Fue en octubre del mismo 1909 cuando un arrastre en Carbones Asturianos acabó con la vida de José Díaz, quien desempeñaba en aquel momento los cargos de vocal y recaudador en la agrupación socialista de La Nueva, de la que había sido fundador. Se dio la casualidad de que solo tres días antes del accidente había firmado un acta para que lo enterrasen civilmente si llegaba a desgraciarse, pero a pesar de ello su padre impuso su voluntad y ordenó una ceremonia cristiana.

Los socialistas decidieron acompañar igualmente su cadáver y el sepelio fue multitudinario por la presencia de sus compañeros de trabajo quienes ayudaron económicamente a la viuda participando masivamente en la compra de unas papeletas que ella había preparado para rifar el reloj del difunto.

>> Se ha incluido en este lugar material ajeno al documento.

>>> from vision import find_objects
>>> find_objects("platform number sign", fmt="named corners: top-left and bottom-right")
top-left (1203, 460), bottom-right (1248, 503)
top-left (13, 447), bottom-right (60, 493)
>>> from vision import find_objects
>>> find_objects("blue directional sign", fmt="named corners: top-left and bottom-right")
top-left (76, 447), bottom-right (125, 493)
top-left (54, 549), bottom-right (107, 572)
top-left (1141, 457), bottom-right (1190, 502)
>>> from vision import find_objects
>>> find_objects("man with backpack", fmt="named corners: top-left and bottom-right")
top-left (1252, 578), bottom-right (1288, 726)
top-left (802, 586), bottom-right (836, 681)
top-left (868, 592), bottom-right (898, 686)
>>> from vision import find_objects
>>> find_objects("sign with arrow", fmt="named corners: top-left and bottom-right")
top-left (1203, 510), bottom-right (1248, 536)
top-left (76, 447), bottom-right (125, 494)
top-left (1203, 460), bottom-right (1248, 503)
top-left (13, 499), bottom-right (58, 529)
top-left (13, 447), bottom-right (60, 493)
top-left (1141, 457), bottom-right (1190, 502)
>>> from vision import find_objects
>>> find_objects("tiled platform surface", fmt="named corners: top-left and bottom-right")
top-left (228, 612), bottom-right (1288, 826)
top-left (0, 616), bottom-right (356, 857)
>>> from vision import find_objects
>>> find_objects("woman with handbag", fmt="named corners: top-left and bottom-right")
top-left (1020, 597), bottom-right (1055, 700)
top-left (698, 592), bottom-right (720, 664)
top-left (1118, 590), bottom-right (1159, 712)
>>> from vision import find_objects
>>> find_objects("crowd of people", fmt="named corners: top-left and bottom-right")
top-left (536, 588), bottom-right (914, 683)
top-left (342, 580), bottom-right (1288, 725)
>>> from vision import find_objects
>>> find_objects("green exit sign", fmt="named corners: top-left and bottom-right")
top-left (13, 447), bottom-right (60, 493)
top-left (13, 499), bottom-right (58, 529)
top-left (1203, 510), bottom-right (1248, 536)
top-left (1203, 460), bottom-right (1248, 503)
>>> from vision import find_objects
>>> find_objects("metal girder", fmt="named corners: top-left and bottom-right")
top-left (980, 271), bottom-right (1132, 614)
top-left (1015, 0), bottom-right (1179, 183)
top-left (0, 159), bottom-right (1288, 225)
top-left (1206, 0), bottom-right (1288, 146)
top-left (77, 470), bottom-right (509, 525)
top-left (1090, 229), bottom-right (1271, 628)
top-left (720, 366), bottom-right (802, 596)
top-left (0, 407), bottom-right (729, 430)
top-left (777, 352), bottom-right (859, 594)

Luego, a medida que los entierros civiles fueron haciéndose más frecuentes aminoró la polémica y hasta los años 30 convivieron las dos maneras de acompañar a los muertos hasta el cementerio, aunque mientras los católicos nunca variaron su ritual, que con pocos cambios sigue manteniéndose actualmente, en algunos casos los ateos quisieron manifestar su agradecimiento a la vida acompañándose de gaitas, o reafirmar su militancia con un gesto que no dejase lugar a dudas.

En abril de 1922, el minero Tiburcio Barenda, militante del recién constituido Partido Comunista y de la corriente que pocos meses más tarde se iba a escindir del SOMA para formar el Sindicato Único de Mineros de Asturias pidió a sus camaradas que pintasen de rojo su ataúd y así fue depositado en la tierra del cementerio de Figaredo. Cada uno debe ser libre de elegir como quiere hacer su último viaje.